The most significant challenge for neutralizing antibody therapies in treating COVID-19 patients is the emergence of viral variants. The increased resistance of new SARS-CoV-2 variants, such as Omicron, to neutralizing antibodies limits the long-term development of this treatment approach. A potential solution could involve targeting conserved sites less likely to mutate. Zhou et al. reported that targeting the S2 stem-helix fusion region of the spike protein yielded comparable effectiveness while reducing the risk of mutation at this epitope [54]. Our experience treating COVID-19 with neutralizing antibodies provides valuable insight that may be highly applicable in addressing the inevitable future pandemics. The lessons learned from developing and implementing antibody-based therapies can inform and expedite the creation of effective treatments for emerging infectious diseases.

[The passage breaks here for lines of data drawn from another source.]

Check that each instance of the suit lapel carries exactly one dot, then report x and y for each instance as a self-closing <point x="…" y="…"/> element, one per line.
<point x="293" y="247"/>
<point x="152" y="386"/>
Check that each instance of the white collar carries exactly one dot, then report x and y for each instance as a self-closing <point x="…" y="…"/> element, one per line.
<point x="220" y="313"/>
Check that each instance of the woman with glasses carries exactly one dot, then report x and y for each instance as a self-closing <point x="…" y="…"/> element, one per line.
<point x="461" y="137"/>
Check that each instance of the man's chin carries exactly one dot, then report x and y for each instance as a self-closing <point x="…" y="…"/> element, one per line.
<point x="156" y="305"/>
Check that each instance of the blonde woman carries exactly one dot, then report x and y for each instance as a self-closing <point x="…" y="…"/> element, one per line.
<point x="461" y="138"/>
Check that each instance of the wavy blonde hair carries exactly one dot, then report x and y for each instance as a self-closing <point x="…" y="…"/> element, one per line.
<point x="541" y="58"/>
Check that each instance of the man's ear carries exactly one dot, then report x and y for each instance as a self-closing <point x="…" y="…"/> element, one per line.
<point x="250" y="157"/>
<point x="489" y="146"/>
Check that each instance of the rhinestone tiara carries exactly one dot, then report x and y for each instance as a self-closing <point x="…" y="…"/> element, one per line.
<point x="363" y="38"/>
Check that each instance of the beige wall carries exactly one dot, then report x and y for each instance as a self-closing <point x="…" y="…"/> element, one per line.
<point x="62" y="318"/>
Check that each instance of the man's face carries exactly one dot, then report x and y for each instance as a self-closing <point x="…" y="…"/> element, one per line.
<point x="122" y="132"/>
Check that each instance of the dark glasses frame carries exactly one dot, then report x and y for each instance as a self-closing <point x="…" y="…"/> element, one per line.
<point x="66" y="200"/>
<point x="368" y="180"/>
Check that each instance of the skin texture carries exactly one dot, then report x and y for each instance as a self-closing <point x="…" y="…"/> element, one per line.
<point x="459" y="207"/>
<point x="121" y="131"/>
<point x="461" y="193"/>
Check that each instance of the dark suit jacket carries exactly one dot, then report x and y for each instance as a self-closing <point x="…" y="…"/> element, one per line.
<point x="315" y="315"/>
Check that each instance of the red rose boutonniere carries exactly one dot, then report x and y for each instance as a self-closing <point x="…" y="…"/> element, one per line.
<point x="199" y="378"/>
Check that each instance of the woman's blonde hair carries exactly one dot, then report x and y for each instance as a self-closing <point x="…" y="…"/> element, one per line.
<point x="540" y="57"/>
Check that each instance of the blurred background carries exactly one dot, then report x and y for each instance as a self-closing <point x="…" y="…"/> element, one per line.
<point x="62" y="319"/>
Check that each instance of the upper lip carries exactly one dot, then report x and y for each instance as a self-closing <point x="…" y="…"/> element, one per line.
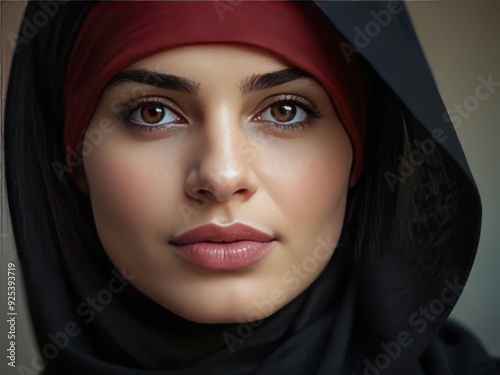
<point x="217" y="233"/>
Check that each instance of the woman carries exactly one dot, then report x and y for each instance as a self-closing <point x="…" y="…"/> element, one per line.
<point x="214" y="188"/>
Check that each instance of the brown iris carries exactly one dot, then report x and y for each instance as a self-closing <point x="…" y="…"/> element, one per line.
<point x="152" y="114"/>
<point x="283" y="111"/>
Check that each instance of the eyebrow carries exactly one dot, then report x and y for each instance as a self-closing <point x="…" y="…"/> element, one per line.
<point x="156" y="79"/>
<point x="258" y="82"/>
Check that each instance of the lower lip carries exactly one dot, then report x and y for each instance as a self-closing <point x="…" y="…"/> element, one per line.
<point x="224" y="256"/>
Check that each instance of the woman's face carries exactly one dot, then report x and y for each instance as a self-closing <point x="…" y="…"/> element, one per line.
<point x="221" y="135"/>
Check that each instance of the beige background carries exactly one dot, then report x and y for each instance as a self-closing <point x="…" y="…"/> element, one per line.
<point x="461" y="39"/>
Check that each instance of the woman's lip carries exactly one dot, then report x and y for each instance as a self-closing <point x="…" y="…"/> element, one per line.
<point x="217" y="247"/>
<point x="224" y="256"/>
<point x="221" y="234"/>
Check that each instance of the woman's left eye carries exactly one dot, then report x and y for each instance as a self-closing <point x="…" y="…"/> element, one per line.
<point x="289" y="113"/>
<point x="285" y="112"/>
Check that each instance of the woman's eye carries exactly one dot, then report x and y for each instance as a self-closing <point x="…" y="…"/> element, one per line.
<point x="284" y="112"/>
<point x="153" y="114"/>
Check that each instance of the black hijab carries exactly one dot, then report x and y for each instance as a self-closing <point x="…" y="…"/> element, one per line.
<point x="380" y="306"/>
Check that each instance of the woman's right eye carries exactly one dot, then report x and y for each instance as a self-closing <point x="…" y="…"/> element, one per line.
<point x="152" y="115"/>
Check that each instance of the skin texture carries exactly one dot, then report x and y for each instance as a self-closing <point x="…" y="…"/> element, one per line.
<point x="223" y="160"/>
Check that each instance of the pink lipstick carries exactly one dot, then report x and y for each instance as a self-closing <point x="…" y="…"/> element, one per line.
<point x="226" y="248"/>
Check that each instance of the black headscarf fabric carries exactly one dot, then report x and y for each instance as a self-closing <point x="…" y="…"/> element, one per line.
<point x="378" y="312"/>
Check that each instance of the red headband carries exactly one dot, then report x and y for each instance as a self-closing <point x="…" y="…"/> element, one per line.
<point x="118" y="34"/>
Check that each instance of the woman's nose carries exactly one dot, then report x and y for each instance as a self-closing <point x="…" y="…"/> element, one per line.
<point x="222" y="164"/>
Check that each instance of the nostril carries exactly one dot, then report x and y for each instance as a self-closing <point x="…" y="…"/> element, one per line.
<point x="206" y="194"/>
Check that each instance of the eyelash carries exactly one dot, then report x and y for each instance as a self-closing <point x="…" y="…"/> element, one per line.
<point x="310" y="109"/>
<point x="136" y="104"/>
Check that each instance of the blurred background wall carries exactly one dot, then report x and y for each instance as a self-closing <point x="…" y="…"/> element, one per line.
<point x="461" y="39"/>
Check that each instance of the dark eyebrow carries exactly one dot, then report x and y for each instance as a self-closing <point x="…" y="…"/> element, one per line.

Pathological antibody response

Although the humoral response is aimed at combating the SARS-CoV-2 virus, unwanted reactions have also been observed. It has long been known that NAbs activate specific immune complexes, leading to cytokine storm [55]. Recent studies have demonstrated that an IgG-specific immune complex was detected in the vascular walls of the lungs in 6 severe cases [56]. These specific IgG complexes are associated with acute respiratory distress syndrome in the most severe cases. Some publications have reported incorrect glycosylation in the Fc region of S1/S2 IgG antibodies in critical patients [57, 58]. This incorrect glycosylation in immune complexes can lead to the excitation of macrophages with FcRIIIa or FcRIIa, which in turn can lead to cytokine storm and the secretion of cytokines such as IL-6 or tumor necrosis factor. Another unwanted effect caused by IgG-specific immune complexes is platelet-mediated thrombosis [59]. According to Bastard et al., at the onset of critical disease, 101 of 987 patients with life-threatening COVID-19 pneumonia had neutralizing IgG autoantibodies against interferon-w (13 patients), against the 13 types of IFN-a (36 patients), or against both (52 patients) [59]. For comparison, those autoantibodies were detected in only 4 out of 1227 healthy individuals. Other studies have also reported that autoantibodies against immunomodulatory proteins such as cytokines, chemokines, and cell-surface proteins have been observed in severe COVID-19 patients. This may indicate a significant role for the proteins in critical COVID-19 pathogenesis. Membrane attack complexes have been found in the liver, kidney, hearts, and lungs of patients with severe disease. SARS-CoV-2 can induce the complement activation pathway in a few ways: classical, lectin, and alternative pathways. Higher levels of IgG1 and IgG3 were found, as were higher levels of the activated complement components C3a, C3b, C4b, and C5a. This concentration of the complement activation pathway was related to disease severity [60].

Conclusions

The humoral response against SARS-CoV-2 presented in this article is just a part of the immune response, which includes cell-mediated immunity and the innate immune system. Our knowledge about this pathogen is growing every day. On the other hand, its ability to mutate rapidly is a serious global public health threat. We still need additional studies, as this knowledge may be crucial in future global pandemics as well.

Conflict of interest

The authors declare no conflict of interest.